Moving to post-quantum cryptography ASAP is not a great idea if you can afford to be more strategic. It takes many years to gain confidence that new encryption algorithms are secure. The SIKE algorithm, for example, was a semi-finalist the NIST post-quantum encryption competition, but someone found a way to break it using an hour of computing on a laptop.
Another reason to not be in a hurry is that it may be possible to be more clever than simply replacing pre-quantum algorithms with post-quantum analogs. For example, some blockchains are exploring zero-knowledge proofs as a way to aggregate signatures. Simply moving to post-quantum signatures could make every transaction block 100 times bigger. But replacing a set of signatures by a (post-quantum) zero-knowledge proof of the existence of the signatures, transaction blocks could be smaller than how.

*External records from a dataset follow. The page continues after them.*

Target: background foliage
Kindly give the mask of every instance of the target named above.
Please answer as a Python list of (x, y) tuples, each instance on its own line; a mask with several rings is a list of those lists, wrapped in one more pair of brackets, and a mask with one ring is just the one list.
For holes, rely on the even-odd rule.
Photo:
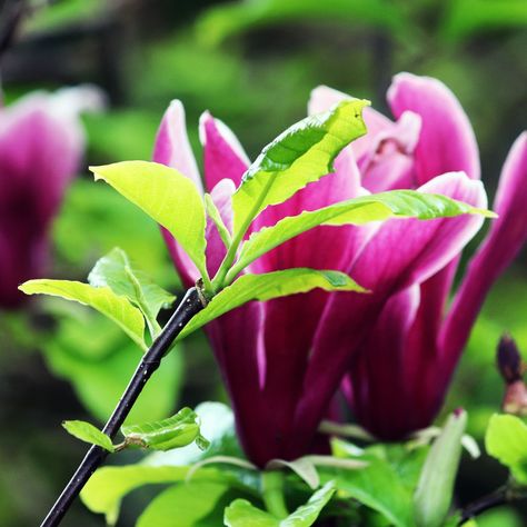
[[(434, 76), (465, 107), (493, 192), (527, 110), (525, 49), (521, 0), (60, 0), (26, 21), (6, 56), (2, 80), (8, 102), (32, 89), (87, 81), (109, 93), (109, 110), (84, 118), (88, 167), (148, 160), (172, 98), (185, 101), (196, 151), (197, 121), (209, 109), (253, 157), (305, 115), (317, 84), (372, 99), (386, 110), (384, 93), (394, 73)], [(97, 258), (119, 246), (157, 282), (179, 291), (157, 227), (88, 173), (70, 188), (53, 242), (50, 276), (83, 279)], [(494, 367), (499, 335), (509, 330), (527, 350), (526, 302), (524, 253), (488, 298), (447, 405), (469, 409), (468, 428), (478, 440), (500, 402)], [(29, 309), (0, 317), (0, 524), (12, 527), (38, 523), (82, 455), (82, 444), (70, 440), (59, 422), (100, 424), (139, 354), (83, 308), (50, 300), (46, 311), (51, 315)], [(193, 336), (183, 348), (141, 397), (138, 420), (167, 417), (201, 400), (226, 400), (203, 337)], [(119, 463), (135, 456), (125, 453)], [(495, 488), (505, 474), (490, 458), (464, 461), (458, 499), (466, 503)], [(118, 525), (133, 525), (151, 491), (129, 495)], [(162, 499), (171, 491), (177, 490), (169, 487)], [(525, 518), (519, 507), (510, 507), (483, 516), (478, 525), (514, 527)], [(79, 504), (68, 525), (100, 525), (100, 518)]]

As with Y2K, the move to post-quantum cryptography will be gradual. Some things have already moved, and some are in transition now. You may have seen the following warning when connecting to a remote server.
** WARNING: connection is not using a post-quantum key exchange algorithm. ** This session may be vulnerable to "store now, decrypt later" attacks. ** The server may need to be upgraded. See https://openssh.com/pq.html
Key sizes don’t matter as much to sftp connections as they do to blockchains. And the maturity of post-quantum algorithms is mitigated by OpenSSH using hybrid encryption: well-established encryption (like ECDH) wrapped by newer quantum-resistant encryption (like MK-KEM). If the newer algorithm isn’t as secure as expected, you’re no worse off than if you had only used the older algorithm.
When clocks rolled over from 1999 to 2000 without incident, many people felt the concern about Y2K had been overblown. Maybe something similar will happen with quantum computing. Let’s hope so.